Pernyataan ini membuka kembali diskusi sengit mengenai efektivitas anggaran pendidikan yang mencapai 20% dari total belanja negara.
Paradoks Anggaran Jumbo dan Kesejahteraan Minim
Dalam Konvensi Sains, Teknologi, dan Industri Indonesia 2025 di Bandung, Kamis (7/8), Sri Mulyani menyoroti sebuah paradoks.
Di satu sisi, pemerintah telah mengalokasikan anggaran pendidikan yang sangat besar, mencapai Rp 724,3 triliun.
Namun di sisi lain, ia mengakui keluhan mengenai rendahnya gaji tenaga pendidik masih terus bermunculan.
Menurutnya, masalahnya bukan hanya pada jumlah anggaran, tetapi juga efektivitas penyalurannya agar benar-benar berdampak pada kesejahteraan guru dan dosen.
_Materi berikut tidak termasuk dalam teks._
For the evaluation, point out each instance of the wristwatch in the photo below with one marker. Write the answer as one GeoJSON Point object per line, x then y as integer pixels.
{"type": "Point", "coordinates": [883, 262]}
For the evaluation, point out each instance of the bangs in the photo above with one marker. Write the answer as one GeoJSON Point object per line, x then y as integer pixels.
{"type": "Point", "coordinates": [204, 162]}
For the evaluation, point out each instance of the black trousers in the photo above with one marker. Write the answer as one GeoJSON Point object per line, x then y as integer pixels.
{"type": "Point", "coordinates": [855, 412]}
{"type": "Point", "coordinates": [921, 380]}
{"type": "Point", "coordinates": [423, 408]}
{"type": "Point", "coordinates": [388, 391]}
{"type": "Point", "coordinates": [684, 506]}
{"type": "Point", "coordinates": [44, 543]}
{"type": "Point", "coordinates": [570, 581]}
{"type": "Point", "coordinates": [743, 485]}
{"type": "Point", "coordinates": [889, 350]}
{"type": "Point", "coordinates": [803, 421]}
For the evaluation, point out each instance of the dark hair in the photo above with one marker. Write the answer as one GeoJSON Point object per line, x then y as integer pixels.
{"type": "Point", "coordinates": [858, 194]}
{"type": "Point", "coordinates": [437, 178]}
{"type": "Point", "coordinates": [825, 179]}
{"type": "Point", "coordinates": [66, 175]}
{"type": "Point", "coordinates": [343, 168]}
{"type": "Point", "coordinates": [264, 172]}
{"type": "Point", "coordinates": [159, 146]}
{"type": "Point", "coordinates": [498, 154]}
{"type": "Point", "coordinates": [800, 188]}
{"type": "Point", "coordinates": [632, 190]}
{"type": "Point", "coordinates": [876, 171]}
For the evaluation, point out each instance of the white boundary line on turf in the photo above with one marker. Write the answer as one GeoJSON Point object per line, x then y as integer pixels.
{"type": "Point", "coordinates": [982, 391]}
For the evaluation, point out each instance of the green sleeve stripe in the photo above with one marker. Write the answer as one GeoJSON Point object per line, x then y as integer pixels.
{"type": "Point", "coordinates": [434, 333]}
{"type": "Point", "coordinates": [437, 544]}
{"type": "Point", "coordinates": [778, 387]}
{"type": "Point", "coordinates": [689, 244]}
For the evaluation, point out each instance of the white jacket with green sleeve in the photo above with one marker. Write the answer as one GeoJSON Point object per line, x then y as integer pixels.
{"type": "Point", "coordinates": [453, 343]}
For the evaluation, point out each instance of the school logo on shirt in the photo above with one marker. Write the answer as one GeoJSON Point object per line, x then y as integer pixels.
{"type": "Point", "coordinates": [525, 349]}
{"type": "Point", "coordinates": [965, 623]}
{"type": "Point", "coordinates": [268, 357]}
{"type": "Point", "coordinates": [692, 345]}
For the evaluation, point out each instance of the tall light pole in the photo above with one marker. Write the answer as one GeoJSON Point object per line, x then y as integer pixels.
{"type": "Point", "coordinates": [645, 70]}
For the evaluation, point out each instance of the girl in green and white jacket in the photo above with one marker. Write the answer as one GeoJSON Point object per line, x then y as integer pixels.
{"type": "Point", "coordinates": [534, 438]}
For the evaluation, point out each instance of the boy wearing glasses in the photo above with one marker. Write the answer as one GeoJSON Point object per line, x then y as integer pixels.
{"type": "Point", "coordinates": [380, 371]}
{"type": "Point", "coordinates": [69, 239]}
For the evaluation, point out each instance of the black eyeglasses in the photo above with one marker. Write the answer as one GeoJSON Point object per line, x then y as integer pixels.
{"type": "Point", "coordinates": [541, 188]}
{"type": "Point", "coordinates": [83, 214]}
Pertanyaan Kunci: 'Apakah Semuanya dari Keuangan Negara?'
Di sinilah Sri Mulyani membuka diskursus baru yang kontroversial. “Apakah semuanya harus dari keuangan negara, atau ada partisipasi dari masyarakat?” ucapnya.
Pertanyaan ini menyiratkan perlunya evaluasi total terhadap model pendanaan pendidikan di Indonesia, meskipun bentuk "partisipasi publik" yang ia maksud belum dijelaskan secara rinci.
Fakta Memprihatinkan: Gaji Dosen Indonesia Tertinggal di ASEAN
Kenyataan di lapangan mendukung keprihatinan Sri Mulyani.
Berdasarkan data perbandingan, gaji rata-rata dosen di Indonesia hanya sekitar 1,3 kali Upah Minimum Provinsi (UMP).
Angka ini sangat jauh tertinggal dari negara tetangga seperti:
-
Kamboja: 6,6 kali UMP
-
Thailand: 4,1 kali UMP
-
Vietnam: 3,42 kali UMP
Ironisnya, survei pada April 2025 menunjukkan bahwa beban kerja dosen di Perguruan Tinggi Negeri (PTN) sangat berat, rata-rata mencapai hampir 70 jam per minggu.
Mencari Solusi Fundamental
Pernyataan Sri Mulyani, meski kontroversial, berhasil memaksa publik untuk berpikir di luar kotak.
Ini bukan lagi sekadar soal menaikkan anggaran, tetapi tentang bagaimana mereformasi sistem agar dana yang ada benar-benar efektif dan sampai ke tangan para pendidik.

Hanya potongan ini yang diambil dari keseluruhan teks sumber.